Toronto

Number of people using Ontario food banks rose nearly 40% last year: report

A report released Monday indicates the number of people who used Ontario food banks went up 38 per cent last year — the largest single-year increase recorded by the province's food bank network.

Food bank usage has gone up for the last seven years in a row, report finds

Man stands in front of a pile of boxes.
Food bank use has continued to rise even though the unemployment rate returned to pre-pandemic levels in 2022, according to a new report by Feed Ontario. (Evan Mitsui/CBC)

A report released Monday indicates the number of people who used Ontario food banks went up 38 per cent last year — the largest single-year increase recorded by the province's food bank network.

The new report by Feed Ontario, a collective of hunger relief organizations, says more than 800,000 people in the province turned to emergency food support between April 1, 2022 and March 31, 2023.

It says the total number of visits to food banks also rose similarly in that time, totalling more than 5.9 million, or 36 per cent more than the previous year.

The report says much of the growth came from first-time visitors, who accounted for two out of five people who used food banks. It notes that's a 41 per cent increase from the previous year.

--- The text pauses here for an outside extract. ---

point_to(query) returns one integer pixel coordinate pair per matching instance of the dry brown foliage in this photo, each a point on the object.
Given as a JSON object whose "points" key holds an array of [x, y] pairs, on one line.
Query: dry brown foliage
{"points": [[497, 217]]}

Food bank usage has gone up for the last seven years in a row, according to the report.

It points to precarious work, the erosion of social support programs and a lack of affordable housing as longstanding factors, with the skyrocketing cost of living as a more recent contributor.

The report says food bank use has continued to rise even though the unemployment rate returned to pre-pandemic levels in 2022.

It notes more workers are turning to food banks, with one in six food bank visitors citing employment as their main source of income in the period covered by the report. That represents a 37 per cent increase over the previous year and an 82 per cent increase over 2016-17, the report says.

"It used to be that having a job meant that you would not need to access a food bank," Feed Ontario's chief executive officer, Carolyn Stewart, wrote in a statement.

"This is no longer the case. Working Ontarians are having trouble earning enough income to afford today's cost of living, even when working multiple jobs or trying to cut expenses."